なぜおいらがここに興味を持ったかというと、この近くに大麻部山(おおまぶやま)という山があり、菅原進著の「アイヌ語地名考」 に

「おおまぶ山」は地元の方言で「おおまんぶ山」と呼ばれ、その意味は「岩穴のある山」ということであると伝えられており、これをアイヌ語で解読を試みると「おおまんぶ」とは、=アィヌ語の「オー・マク・ウン・ペ(oo・mak・un・pe)」の転訛で、その意味は、 =「深い・奥・にある・洞窟泉」であります。 したがって、これに「山」を加えて「おおまんぶ山」とすると、その訳は、=「オー・マク・ウン・ペ・シル(oo・mak・un・pe・sir)で、その意味は、 =「深い・奥・にある・洞窟泉の・山」ということになります。

 それこそこの稲荷穴であり、もしかしたらこの穴は人がこのあたりに住むようになったころから存在が知られていたのかもしれないのです。そういった意味でもここはおいらはぜひ寄ってみたかったところの一つでした。

 さらに

菅原進さんは興味深い説を展開し
随想アイヌ地名考 P27-29より引用

ここの「稲荷穴」の前にこれらの「神」が祭られたのはいつからかと申しますと、その始まりは遠い縄文時代からだったと想像されます。ここでは、紙面の都合で縄文時代や弥生時代についての話は割愛するとして、少なくとも、現在の「稲荷神社」や「水神」の原形は古代エミシの時代にすでに存在していたのではないかということだけはつけ加えて置きたいと思います。

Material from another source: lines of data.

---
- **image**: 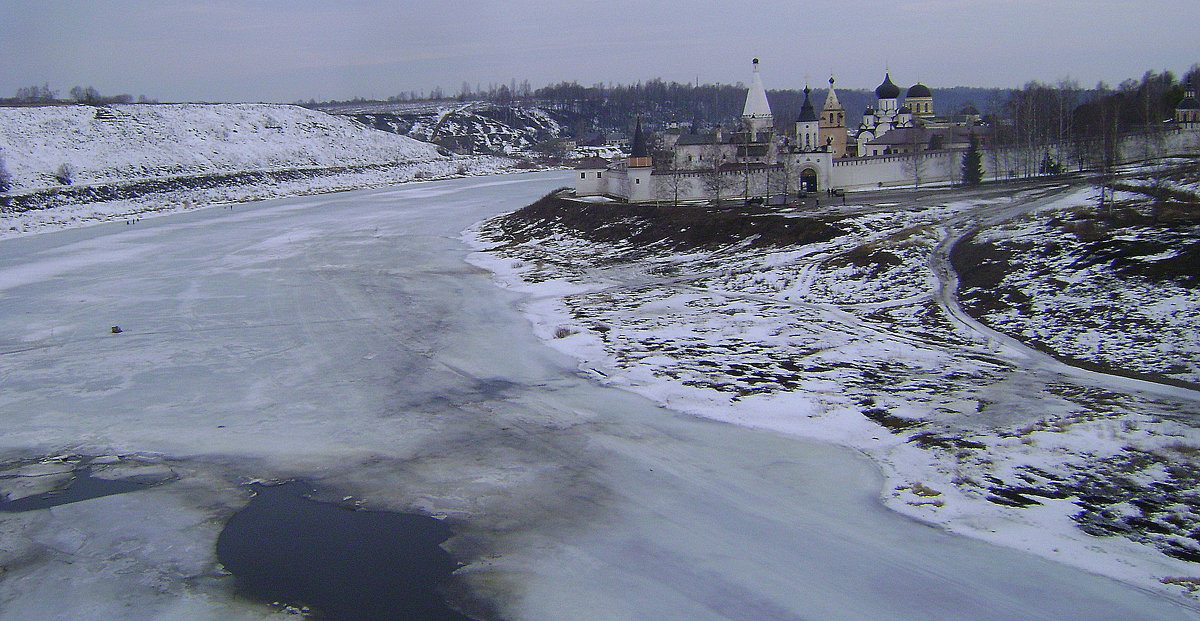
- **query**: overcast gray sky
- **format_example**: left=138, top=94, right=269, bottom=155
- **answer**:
left=0, top=0, right=1200, bottom=102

そのように思う根拠は、「いなり」の語源が、=アィヌ語の「イナゥ・ウリ(inaw・uri)」の転訛で、その意味は、=「幣壇の・おか」だったと推定されるからであります。

エミシの人たちは「稲荷穴清水」のことを「カムィ・ワッカ(神々の・水)」と仰ぎ、そこの水を汲むとき、イナゥを削ってイナゥ・サン(幣・壇)に立て、現代アィヌの人たちがそうするように、「カムィ、ワッカ・ク・エカリ、ナ」=「神様、水を・私・いただきます、よ」と大自然の「水神」に対する感謝の気持ちを申し述べて礼拝をしてからその恵みの水をいただきました。その時にイナゥを立てる小高い壇が、アィヌ語で「イナゥ・ウリ(幣壇の・おか)」といわれていたと考えられ、それがすなわち、現在の「水神」や「稲荷神社」の原形だったと考えられるというわけであります。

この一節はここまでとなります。